An introduction to cryptography and public key infrastructure

Learn the basic concepts behind cryptography, with a focus on confidentiality, integrity, and authenticity.

Image by:

Jason Baker. CC BY-SA 4.0.

Secure communication is quickly becoming the norm for today's web. In July 2018, Google Chrome plans to start showing "not secure" notifications for all sites transmitted over HTTP (instead of HTTPS). Mozilla has a similar plan. While cryptography is becoming more commonplace, it has not become easier to understand. Let's Encrypt designed and built a wonderful solution to provide and periodically renew free security certificates, but if you don't understand the underlying concepts and pitfalls, you're just another member of a large group of cargo cult programmers.

Attributes of secure communication

The intuitively obvious purpose of cryptography is confidentiality: a message can be transmitted without prying eyes learning its contents. For confidentiality, we encrypt a message: given a message, we pair it with a key and produce a meaningless jumble that can only be made useful again by reversing the process using the same key (thereby decrypting it). Suppose we have two friends, Alice and Bob, and their nosy neighbor, Eve. Alice can encrypt a message like "Eve is annoying", send it to Bob, and never have to worry about Eve snooping on her.

For truly secure communication, we need more than confidentiality. Suppose Eve gathered enough of Alice and Bob's messages to figure out that the word "Eve" is encrypted as "Xyzzy". Furthermore, Eve knows Alice and Bob are planning a party and Alice will be sending Bob the guest list. If Eve intercepts the message and adds "Xyzzy" to the end of the list, she's managed to crash the party. Therefore, Alice and Bob need their communication to provide integrity: a message should be immune to tampering.

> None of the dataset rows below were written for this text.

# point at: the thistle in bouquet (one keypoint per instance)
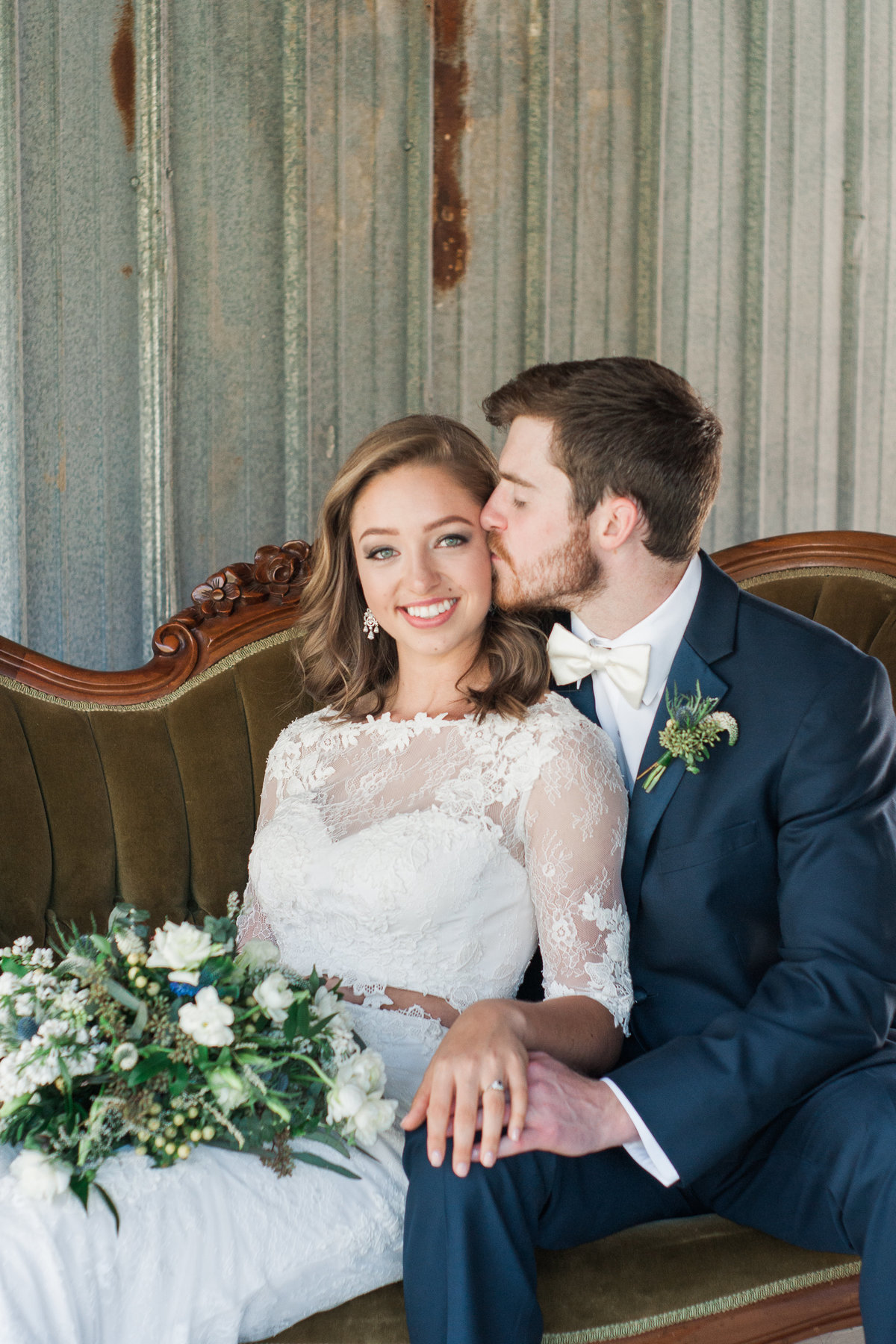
(169, 1042)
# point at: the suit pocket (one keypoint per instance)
(709, 848)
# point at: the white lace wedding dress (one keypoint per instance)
(426, 855)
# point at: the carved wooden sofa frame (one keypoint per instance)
(226, 660)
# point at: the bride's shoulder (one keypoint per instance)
(558, 718)
(308, 730)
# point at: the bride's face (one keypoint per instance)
(422, 558)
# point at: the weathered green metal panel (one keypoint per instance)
(78, 337)
(302, 218)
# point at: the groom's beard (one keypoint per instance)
(561, 578)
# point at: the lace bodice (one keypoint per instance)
(432, 853)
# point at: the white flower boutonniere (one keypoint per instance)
(692, 727)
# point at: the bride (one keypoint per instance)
(418, 835)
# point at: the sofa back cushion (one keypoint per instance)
(153, 803)
(156, 803)
(857, 604)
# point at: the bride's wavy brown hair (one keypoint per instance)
(354, 675)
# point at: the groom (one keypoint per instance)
(759, 1077)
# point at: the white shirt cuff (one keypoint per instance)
(644, 1149)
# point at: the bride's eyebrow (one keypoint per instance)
(430, 527)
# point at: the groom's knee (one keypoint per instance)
(520, 1184)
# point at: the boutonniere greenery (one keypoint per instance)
(692, 727)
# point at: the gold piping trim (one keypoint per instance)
(719, 1304)
(825, 571)
(225, 665)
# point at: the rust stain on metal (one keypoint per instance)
(449, 206)
(122, 65)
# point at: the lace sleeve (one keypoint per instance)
(574, 830)
(252, 922)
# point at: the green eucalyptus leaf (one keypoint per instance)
(80, 1186)
(151, 1065)
(109, 1202)
(316, 1160)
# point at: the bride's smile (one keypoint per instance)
(425, 570)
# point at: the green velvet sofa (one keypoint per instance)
(144, 785)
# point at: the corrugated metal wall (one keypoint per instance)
(237, 234)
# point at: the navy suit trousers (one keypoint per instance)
(822, 1175)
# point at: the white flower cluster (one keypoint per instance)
(40, 1026)
(38, 1061)
(328, 1004)
(40, 1176)
(356, 1101)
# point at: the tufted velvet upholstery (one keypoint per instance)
(156, 803)
(152, 803)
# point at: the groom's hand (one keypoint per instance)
(567, 1115)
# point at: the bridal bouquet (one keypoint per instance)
(168, 1042)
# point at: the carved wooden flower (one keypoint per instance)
(217, 596)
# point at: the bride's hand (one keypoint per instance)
(484, 1046)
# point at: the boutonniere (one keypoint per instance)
(692, 727)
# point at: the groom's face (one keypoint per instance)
(541, 546)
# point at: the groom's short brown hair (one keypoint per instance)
(625, 426)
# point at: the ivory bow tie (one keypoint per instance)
(571, 660)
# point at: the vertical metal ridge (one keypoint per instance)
(536, 181)
(852, 312)
(653, 82)
(13, 502)
(156, 315)
(418, 144)
(889, 206)
(296, 373)
(755, 267)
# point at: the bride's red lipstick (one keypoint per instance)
(429, 623)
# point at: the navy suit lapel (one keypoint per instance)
(709, 636)
(647, 809)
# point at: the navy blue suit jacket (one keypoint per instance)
(762, 892)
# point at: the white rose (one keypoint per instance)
(228, 1088)
(207, 1021)
(257, 954)
(40, 1176)
(346, 1100)
(180, 947)
(274, 996)
(125, 1055)
(373, 1119)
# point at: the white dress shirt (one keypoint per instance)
(629, 730)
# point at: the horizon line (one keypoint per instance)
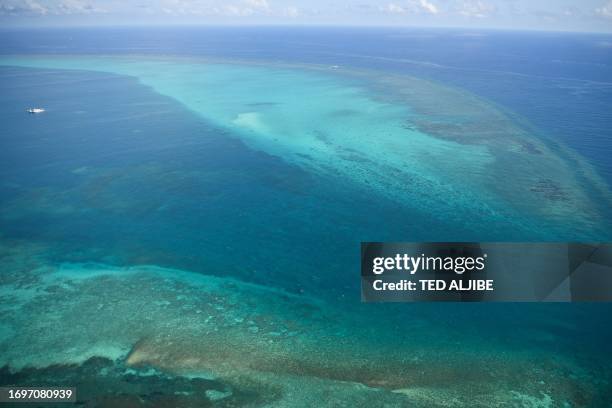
(293, 25)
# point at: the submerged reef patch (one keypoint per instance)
(266, 346)
(440, 151)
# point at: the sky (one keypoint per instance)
(557, 15)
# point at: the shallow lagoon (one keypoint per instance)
(120, 175)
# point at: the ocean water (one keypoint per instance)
(182, 225)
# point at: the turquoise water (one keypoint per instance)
(192, 226)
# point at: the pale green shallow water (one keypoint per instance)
(258, 289)
(371, 132)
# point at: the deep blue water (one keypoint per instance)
(120, 175)
(560, 82)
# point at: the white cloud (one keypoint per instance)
(475, 9)
(23, 7)
(605, 10)
(411, 7)
(258, 4)
(292, 12)
(393, 9)
(33, 7)
(428, 7)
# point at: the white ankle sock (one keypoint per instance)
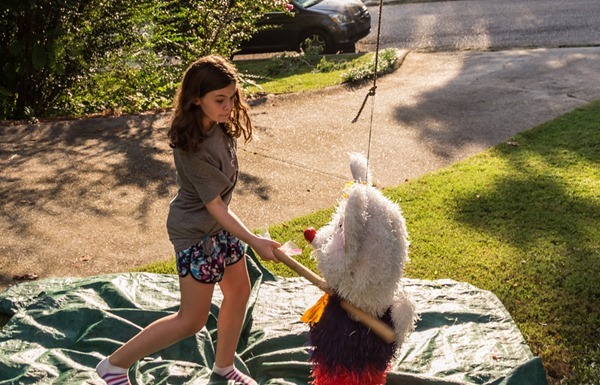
(111, 374)
(232, 373)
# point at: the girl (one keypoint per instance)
(209, 115)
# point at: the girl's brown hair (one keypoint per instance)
(207, 74)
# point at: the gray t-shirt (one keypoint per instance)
(202, 175)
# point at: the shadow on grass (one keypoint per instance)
(546, 206)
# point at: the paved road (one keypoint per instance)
(486, 25)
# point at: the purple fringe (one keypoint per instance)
(338, 340)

We have another problem though. Suppose Eve watches Bob open an envelope marked "From Alice" with a message inside from Alice reading "Buy another gallon of ice cream." Eve sees Bob go out and come back with ice cream, so she has a general idea of the message's contents even if the exact wording is unknown to her. Bob throws the message away, Eve recovers it, and then every day for the next week drops an envelope marked "From Alice" with a copy of the message in Bob's mailbox. Now the party has too much ice cream and Eve goes home with free ice cream when Bob gives it away at the end of the night. The extra messages are confidential, and their integrity is intact, but Bob has been misled as to the true identity of the sender. Authentication is the property of knowing that the person you are communicating with is in fact who they claim to be.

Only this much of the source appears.